Yesterday I biked for over 31 minutes! Moving up slower now, but at least i'm still moving up! I also jumped on the elliptical for just over 10 minutes. That felt awesome as whenever i've tried to get on that thing, i'm huffing and puffing uncontrollably after only a few minutes. Having the t.v. down there helps so much. I'm watching Mean Girls right now while I work out. I can't wait to work out tonight so that I can finish the movie! BF doesn't like watching chick flicks, so if I keep renting them and watching them only while I work out, imagine all the working out I could get done! What a wicked idea! Yehahah *uncontrollable laughter*. I think i'm going crazy with all this extra energy.

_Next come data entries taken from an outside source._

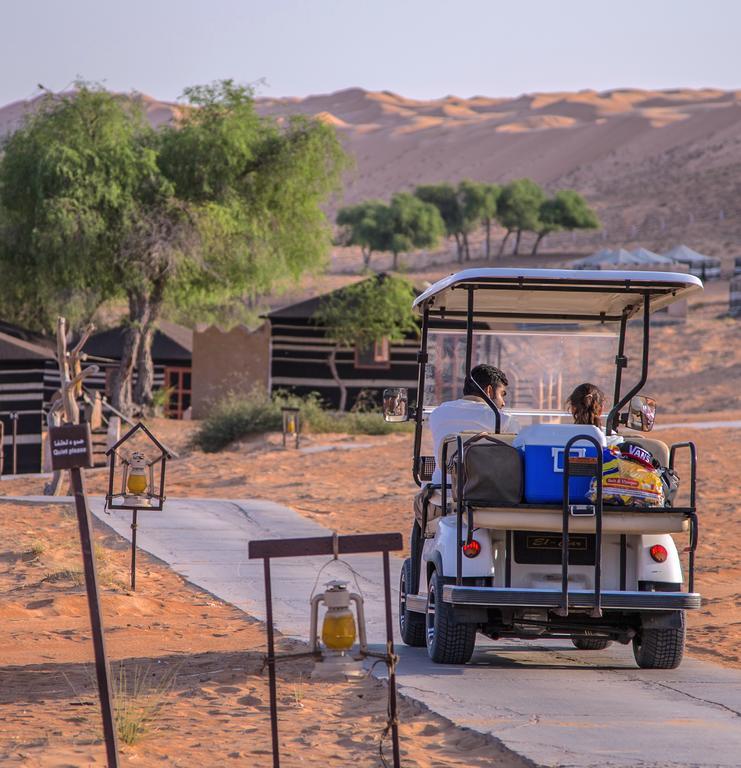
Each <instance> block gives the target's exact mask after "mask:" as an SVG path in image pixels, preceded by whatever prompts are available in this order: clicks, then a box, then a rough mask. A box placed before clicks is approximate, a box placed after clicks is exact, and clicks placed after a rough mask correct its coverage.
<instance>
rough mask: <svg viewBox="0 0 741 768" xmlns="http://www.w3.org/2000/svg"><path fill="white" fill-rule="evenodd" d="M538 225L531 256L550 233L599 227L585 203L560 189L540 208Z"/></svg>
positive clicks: (582, 198) (587, 206) (590, 211)
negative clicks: (558, 190) (543, 240)
mask: <svg viewBox="0 0 741 768" xmlns="http://www.w3.org/2000/svg"><path fill="white" fill-rule="evenodd" d="M539 219H540V221H539V225H538V228H537V229H536V230H535V232H536V233H537V237H536V239H535V243H534V245H533V251H532V253H533V255H535V254H536V253H537V252H538V246H539V245H540V243H541V241H542V240H543V238H544V237H545V236H546V235H548V234H550V233H551V232H558V231H560V230H567V231H574V230H575V229H597V228H598V227H599V226H600V221H599V218H598V217H597V214H596V213H595V212H594V211H593V210H592V209H591V208H590V207H589V205H588V204H587V201H586V200H585V199H584V198H583V197H582V196H581V195H580V194H579V193H578V192H575V191H574V190H572V189H562V190H559V191H558V192H556V194H555V195H553V197H551V198H548V200H545V201H544V202H543V203H542V204H541V206H540V214H539Z"/></svg>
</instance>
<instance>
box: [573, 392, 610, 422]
mask: <svg viewBox="0 0 741 768" xmlns="http://www.w3.org/2000/svg"><path fill="white" fill-rule="evenodd" d="M566 405H568V407H569V408H570V409H571V415H572V416H573V417H574V424H593V425H594V426H595V427H601V426H602V409H603V408H604V407H605V393H604V392H603V391H602V390H601V389H600V388H599V387H598V386H597V385H596V384H590V383H589V382H585V383H584V384H579V386H578V387H576V389H574V391H573V392H572V393H571V394H570V395H569V399H568V400H567V401H566Z"/></svg>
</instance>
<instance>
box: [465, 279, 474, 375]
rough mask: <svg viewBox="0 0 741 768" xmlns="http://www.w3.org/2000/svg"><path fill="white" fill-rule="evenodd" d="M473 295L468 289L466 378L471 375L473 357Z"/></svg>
mask: <svg viewBox="0 0 741 768" xmlns="http://www.w3.org/2000/svg"><path fill="white" fill-rule="evenodd" d="M473 295H474V291H473V289H472V288H469V289H468V310H467V311H466V378H468V377H469V376H470V375H471V359H472V357H473Z"/></svg>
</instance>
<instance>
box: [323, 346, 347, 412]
mask: <svg viewBox="0 0 741 768" xmlns="http://www.w3.org/2000/svg"><path fill="white" fill-rule="evenodd" d="M327 364H328V365H329V370H330V373H331V374H332V378H333V379H334V381H335V384H337V386H338V387H339V388H340V408H339V410H340V411H344V410H345V408H346V407H347V387H346V386H345V383H344V382H343V381H342V379H341V378H340V376H339V374H338V373H337V347H335V348H334V349H333V350H332V351H331V352H330V353H329V359H328V360H327Z"/></svg>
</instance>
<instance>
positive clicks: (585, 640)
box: [571, 637, 612, 651]
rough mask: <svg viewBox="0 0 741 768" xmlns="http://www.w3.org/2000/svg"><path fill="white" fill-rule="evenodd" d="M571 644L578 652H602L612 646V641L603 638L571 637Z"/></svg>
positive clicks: (602, 637)
mask: <svg viewBox="0 0 741 768" xmlns="http://www.w3.org/2000/svg"><path fill="white" fill-rule="evenodd" d="M571 642H572V643H573V644H574V647H575V648H578V649H579V650H580V651H604V650H605V648H608V647H609V646H610V645H611V644H612V640H607V639H605V638H604V637H572V638H571Z"/></svg>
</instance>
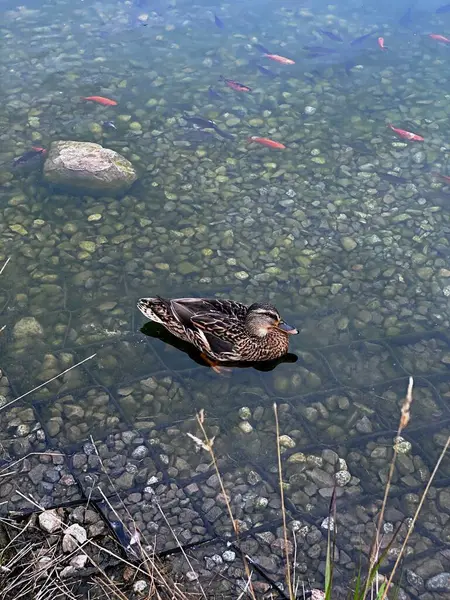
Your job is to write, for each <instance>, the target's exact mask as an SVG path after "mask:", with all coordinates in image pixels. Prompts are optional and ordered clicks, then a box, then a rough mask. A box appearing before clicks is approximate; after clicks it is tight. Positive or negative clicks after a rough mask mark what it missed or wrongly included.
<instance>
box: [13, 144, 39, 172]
mask: <svg viewBox="0 0 450 600" xmlns="http://www.w3.org/2000/svg"><path fill="white" fill-rule="evenodd" d="M46 153H47V150H46V149H45V148H39V147H37V146H33V147H32V148H31V150H28V151H27V152H24V153H23V154H22V155H21V156H18V157H17V158H15V159H14V160H13V167H18V166H20V165H24V164H25V163H27V162H29V161H30V160H32V159H33V158H36V157H37V156H44V155H45V154H46Z"/></svg>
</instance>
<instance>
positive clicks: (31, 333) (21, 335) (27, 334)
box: [13, 317, 44, 339]
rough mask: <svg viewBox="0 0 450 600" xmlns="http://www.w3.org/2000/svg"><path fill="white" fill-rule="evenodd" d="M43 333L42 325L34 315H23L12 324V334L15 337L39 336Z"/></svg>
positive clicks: (43, 332) (40, 336)
mask: <svg viewBox="0 0 450 600" xmlns="http://www.w3.org/2000/svg"><path fill="white" fill-rule="evenodd" d="M43 335H44V330H43V328H42V325H41V324H40V323H39V321H37V320H36V319H35V318H34V317H24V318H23V319H20V321H17V323H16V324H15V325H14V329H13V336H14V337H15V339H24V338H28V337H41V336H43Z"/></svg>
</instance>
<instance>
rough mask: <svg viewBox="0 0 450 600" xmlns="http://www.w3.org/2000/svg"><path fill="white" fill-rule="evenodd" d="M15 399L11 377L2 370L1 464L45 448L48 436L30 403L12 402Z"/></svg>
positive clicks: (0, 440) (1, 372)
mask: <svg viewBox="0 0 450 600" xmlns="http://www.w3.org/2000/svg"><path fill="white" fill-rule="evenodd" d="M13 400H14V395H13V393H12V390H11V386H10V382H9V379H8V377H7V375H6V373H5V372H4V371H1V370H0V409H1V410H0V465H3V463H11V462H12V461H15V460H17V459H20V458H22V457H24V456H26V455H27V454H28V453H30V452H39V451H42V450H45V448H46V446H47V444H46V436H45V432H44V430H43V429H42V427H41V424H40V423H39V422H38V421H37V419H36V415H35V412H34V411H33V408H32V407H31V406H29V405H28V404H23V403H22V404H20V403H19V404H12V405H11V407H10V408H4V409H3V408H2V407H4V406H6V404H8V403H9V402H12V401H13Z"/></svg>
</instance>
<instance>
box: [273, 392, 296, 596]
mask: <svg viewBox="0 0 450 600" xmlns="http://www.w3.org/2000/svg"><path fill="white" fill-rule="evenodd" d="M273 412H274V414H275V428H276V434H277V459H278V479H279V484H280V500H281V514H282V516H283V535H284V553H285V556H286V582H287V586H288V591H289V598H290V600H295V595H294V590H293V587H292V580H291V562H290V558H289V546H288V538H287V523H286V506H285V503H284V488H283V471H282V467H281V446H280V423H279V421H278V409H277V405H276V403H274V405H273Z"/></svg>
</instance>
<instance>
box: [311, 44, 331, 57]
mask: <svg viewBox="0 0 450 600" xmlns="http://www.w3.org/2000/svg"><path fill="white" fill-rule="evenodd" d="M303 49H304V50H308V52H311V53H312V54H317V55H318V56H320V55H321V54H335V53H336V52H337V50H335V49H334V48H325V46H303Z"/></svg>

It was hot and cold all night with BF. I would get into a conversation with him, remember the last couple of days, then stop cold and ignore him. Oy, i'm such a terrible girlfriend! Anyways, I finally got up the courage to 1. thank him for the flowers, 2. apologize for being so grumpy the last few days and 3. explain why I was being that way. I don't know how I did it, but once I started it was really hard to stop! I actually got everything out, and i'm hoping for a quick recovery time! Tonight, BF asked me 'out' on a date. This is why such great minds tend to think alike BTC. I asked him for more time with just the two of us. We're going to do the supper and a movie date tonight. I don't think we've gone anywhere just the two of us in months.
Plan for today: 1/2c yogurt, 1pc cheesetoast, hopefully a salad and grilled chicken or something for dinner, and 3L water. Snacks: milk, cranberry juice, 1 serving twizzlers.
This weekend I want to accomplish: some packing at my apartment and my continued success with exercise and diet! Have a good one today ladies and gentlemen!